The inauguration of the 60 million Euro factory is attended by Prime Minister of Ethiopia Abiy Ahmed, and the French Ambassador to Ethiopia, Rémi Maréchaux.
By sourcing from barley from 50,000 Ethiopian farmers, the factory is expected to produce 60,000 tons of malt and sell to the breweries found in Ethiopia. Prime Minister Abiy said Ethiopian farmers can produce enough barley for the factory and no need to import from abroad the input.
Annually the breweries in Ethiopia have been spending up to 50 million dollars to import malt barley.
Ambassador Rémi Maréchaux on his part indicated that his country is committed to encourage investors to invest in Ethiopia as the two countries are celebrating their 125th anniversary of bilateral relations.
Soufflet Malt Ethiopia, which secured 20 million Euro financing from the International Finance Corporation (IFC) of the World Bank, is a subsidiary of French company Groupe Soufflet.
Soufflet Ethiopia plans to source 100 percent of its barley locally, with 80 percent from smallholder farmers.
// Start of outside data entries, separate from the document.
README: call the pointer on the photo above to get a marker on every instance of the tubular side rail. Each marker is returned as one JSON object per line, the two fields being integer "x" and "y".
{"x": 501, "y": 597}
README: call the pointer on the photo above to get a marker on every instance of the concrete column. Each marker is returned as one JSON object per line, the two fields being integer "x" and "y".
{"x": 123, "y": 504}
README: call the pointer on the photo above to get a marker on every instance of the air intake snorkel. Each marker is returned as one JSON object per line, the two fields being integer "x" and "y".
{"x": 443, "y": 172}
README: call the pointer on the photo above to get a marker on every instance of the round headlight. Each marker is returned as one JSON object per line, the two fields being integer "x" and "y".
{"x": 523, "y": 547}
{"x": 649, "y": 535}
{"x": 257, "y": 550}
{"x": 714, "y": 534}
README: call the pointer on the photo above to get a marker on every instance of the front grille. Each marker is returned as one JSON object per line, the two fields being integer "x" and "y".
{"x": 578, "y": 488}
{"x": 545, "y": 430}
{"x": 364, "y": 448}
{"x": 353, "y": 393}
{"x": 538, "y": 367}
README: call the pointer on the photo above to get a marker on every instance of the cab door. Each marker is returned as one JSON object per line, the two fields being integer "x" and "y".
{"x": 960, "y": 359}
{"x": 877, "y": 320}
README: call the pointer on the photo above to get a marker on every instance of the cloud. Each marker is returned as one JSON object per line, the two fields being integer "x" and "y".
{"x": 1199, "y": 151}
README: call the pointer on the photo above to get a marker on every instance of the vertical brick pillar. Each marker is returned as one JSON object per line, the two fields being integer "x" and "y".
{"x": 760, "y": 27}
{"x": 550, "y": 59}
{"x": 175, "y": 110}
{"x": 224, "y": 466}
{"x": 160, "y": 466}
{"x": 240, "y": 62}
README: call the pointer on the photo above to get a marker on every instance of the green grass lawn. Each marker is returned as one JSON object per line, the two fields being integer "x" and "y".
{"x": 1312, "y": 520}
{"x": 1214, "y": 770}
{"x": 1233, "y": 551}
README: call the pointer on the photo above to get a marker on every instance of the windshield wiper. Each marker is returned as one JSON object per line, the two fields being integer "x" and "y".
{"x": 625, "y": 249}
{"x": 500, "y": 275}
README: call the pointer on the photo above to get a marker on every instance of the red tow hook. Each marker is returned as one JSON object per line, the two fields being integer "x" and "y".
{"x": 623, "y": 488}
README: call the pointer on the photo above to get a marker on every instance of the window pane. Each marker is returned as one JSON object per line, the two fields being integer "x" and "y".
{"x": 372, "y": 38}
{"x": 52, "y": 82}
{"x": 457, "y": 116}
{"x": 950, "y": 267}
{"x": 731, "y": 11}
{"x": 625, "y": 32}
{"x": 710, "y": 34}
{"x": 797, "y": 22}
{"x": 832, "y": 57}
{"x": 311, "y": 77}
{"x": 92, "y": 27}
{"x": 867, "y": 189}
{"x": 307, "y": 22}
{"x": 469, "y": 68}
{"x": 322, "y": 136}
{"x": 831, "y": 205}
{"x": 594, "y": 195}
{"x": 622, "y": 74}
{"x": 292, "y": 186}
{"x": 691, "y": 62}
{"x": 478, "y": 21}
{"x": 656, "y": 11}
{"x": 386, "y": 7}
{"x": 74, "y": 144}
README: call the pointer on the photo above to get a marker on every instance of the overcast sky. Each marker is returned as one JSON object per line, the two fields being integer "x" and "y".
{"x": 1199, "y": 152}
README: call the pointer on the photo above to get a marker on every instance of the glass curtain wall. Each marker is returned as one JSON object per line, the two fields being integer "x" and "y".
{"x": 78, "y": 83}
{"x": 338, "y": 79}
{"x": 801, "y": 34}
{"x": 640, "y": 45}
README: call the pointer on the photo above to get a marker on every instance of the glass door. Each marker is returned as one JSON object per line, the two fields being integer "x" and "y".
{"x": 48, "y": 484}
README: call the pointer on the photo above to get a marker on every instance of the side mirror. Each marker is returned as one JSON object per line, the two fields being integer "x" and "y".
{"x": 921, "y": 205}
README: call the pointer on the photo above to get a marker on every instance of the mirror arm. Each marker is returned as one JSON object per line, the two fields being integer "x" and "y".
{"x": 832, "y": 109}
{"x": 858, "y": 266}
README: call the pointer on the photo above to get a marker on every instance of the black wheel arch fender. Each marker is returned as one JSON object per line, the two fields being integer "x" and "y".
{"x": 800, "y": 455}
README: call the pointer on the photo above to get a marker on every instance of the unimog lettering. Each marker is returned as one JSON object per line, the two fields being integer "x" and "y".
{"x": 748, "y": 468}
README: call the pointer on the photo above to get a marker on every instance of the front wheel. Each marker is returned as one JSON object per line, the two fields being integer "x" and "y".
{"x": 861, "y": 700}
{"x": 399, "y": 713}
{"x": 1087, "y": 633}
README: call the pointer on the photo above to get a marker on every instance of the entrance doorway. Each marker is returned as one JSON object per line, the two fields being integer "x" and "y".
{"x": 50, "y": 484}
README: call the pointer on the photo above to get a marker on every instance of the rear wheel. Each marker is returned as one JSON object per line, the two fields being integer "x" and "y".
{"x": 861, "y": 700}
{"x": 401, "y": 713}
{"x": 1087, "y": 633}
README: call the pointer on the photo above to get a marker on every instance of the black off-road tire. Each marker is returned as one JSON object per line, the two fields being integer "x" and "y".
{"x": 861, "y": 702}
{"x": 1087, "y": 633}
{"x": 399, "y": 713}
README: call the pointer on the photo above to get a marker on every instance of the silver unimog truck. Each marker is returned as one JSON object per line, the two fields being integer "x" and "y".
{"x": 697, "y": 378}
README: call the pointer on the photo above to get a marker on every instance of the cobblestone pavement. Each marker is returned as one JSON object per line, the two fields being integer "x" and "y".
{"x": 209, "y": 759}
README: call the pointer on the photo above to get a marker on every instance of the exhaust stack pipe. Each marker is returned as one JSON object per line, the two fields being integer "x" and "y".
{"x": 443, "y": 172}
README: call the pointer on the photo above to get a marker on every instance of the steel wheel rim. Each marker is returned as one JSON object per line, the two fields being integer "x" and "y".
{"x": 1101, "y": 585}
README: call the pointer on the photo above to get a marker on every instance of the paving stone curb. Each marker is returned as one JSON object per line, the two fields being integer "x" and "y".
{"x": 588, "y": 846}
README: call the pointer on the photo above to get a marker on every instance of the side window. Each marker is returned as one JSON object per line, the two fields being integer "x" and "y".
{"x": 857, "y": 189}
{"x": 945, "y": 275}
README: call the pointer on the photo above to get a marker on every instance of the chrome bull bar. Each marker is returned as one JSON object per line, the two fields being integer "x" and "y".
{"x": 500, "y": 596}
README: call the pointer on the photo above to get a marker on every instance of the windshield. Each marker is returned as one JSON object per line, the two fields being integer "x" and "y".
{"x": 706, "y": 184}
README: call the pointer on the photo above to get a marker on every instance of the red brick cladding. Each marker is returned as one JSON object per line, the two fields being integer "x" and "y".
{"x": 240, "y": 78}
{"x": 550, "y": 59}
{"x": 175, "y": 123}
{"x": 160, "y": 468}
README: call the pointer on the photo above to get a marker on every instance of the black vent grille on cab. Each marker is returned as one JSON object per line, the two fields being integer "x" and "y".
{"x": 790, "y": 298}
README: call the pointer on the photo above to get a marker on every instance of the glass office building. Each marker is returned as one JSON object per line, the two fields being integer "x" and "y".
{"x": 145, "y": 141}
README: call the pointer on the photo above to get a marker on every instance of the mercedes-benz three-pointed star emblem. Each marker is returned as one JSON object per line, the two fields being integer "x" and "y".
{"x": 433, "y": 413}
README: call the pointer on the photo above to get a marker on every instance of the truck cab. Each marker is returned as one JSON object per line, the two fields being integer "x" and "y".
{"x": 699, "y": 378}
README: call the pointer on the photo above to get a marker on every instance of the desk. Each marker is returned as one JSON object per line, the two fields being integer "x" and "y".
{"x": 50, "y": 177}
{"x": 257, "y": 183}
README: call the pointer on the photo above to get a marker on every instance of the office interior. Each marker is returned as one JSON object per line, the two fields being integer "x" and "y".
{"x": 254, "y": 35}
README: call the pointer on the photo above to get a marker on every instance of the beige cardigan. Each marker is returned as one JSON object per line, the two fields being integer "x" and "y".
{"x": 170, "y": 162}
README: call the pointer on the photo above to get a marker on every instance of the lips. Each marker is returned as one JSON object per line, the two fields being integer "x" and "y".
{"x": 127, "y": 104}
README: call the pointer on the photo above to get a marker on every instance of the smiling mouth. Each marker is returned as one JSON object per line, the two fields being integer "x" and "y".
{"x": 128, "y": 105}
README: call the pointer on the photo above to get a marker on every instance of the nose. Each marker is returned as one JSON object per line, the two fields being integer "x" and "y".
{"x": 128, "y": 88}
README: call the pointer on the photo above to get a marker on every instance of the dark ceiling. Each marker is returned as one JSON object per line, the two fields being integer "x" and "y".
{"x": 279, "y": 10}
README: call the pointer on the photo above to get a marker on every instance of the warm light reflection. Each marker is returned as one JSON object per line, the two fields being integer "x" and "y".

Currently, about 70 percent of the malt used by Ethiopian brewers is imported. Groupe Soufflet is active in 22 countries in Asia, Europe, and South America.
Currently the brewery industry in Ethiopia is dominated by the French multinational Castel Group, which owns BGI Ethiopia known for its St. George Beer brand.
In addition to Soufflet, another French company, Boortmalt has also entered the Ethiopian market recently and engaed in malting barley.
A few years ago, the formerly state-owned Assela Malt Factory now owned by Oromia farmers union, was the only and the largest malting factory in Ethiopia. The opening of private malting plants began when Dashen Brewery, which is partly owned by the ruling party in Amhara region, opened a new malt factory in Gondar.
Currently in Ethiopia there are a total of four malt Factories of which two are owned by French multinationals.